The power outage comes as Ottawa is under a freezing rain warning.

“In anticipation of the forecasted freezing rain, trains were run continuously overnight and this morning 13 trains were running, 10 of which had winter carbons to reduce ice build-up on the overhead wires,” said OC Transpo general manager Renée Amilcar in a memo to the mayor and members of council. “Despite these precautions, five vehicles became immobilized and customers had to be safely evacuated.”

As a precaution, Amilcar said, they have shut down the line and implemented R1 bus service between Tunney’s Pasture and Blair stations, which is running every 20 minutes.

OC Transpo hasn’t given an estimate as to when service would be restored, and hasn’t said what caused the disruption in the first place. Amilcar said they will say more once Rideau Transit Group completes their investigation.

A Twitter user shared this photo after she was rescued from a train after it was stopped for two hours. She said OC Transpo did not communicate at all with the passengers during the incident. Twitter: @lizabeenthere.

The stuck trains resulted in some passengers being stuck for over two hours in some cases. A Twitter use said their train had been stuck on a bridge over the Rideau River for over an hour.

“When are you going to evacuate the train…,” they wrote. “We have gotten no updates whatsoever.”

Rideau Transit staff and firefighters were spotted cutting a fence near Lees station Wednesday morning to get trapped passengers off the stopped train.

Other transit riders complained of the long lines and wait times that were forming for R1 bus service.

“Thirty minutes after kicked off the LRT at St Laurent the first R1 west showed up.
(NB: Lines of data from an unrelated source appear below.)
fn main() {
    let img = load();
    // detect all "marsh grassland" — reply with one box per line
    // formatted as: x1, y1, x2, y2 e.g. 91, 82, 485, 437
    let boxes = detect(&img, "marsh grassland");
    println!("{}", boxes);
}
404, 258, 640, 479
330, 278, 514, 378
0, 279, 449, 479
And it was packed. People left on the platform,” commented one Twitter user.

This is not the first time Ottawa’s three-year-old transit system has been forced to shut down during an ice storm. In January, the line was stopped for six days after freezing rain covered the overhead lines. It resulted in frozen wires and a section of the power system was damaged. Officials said it was the result of a “unique combination of factors.”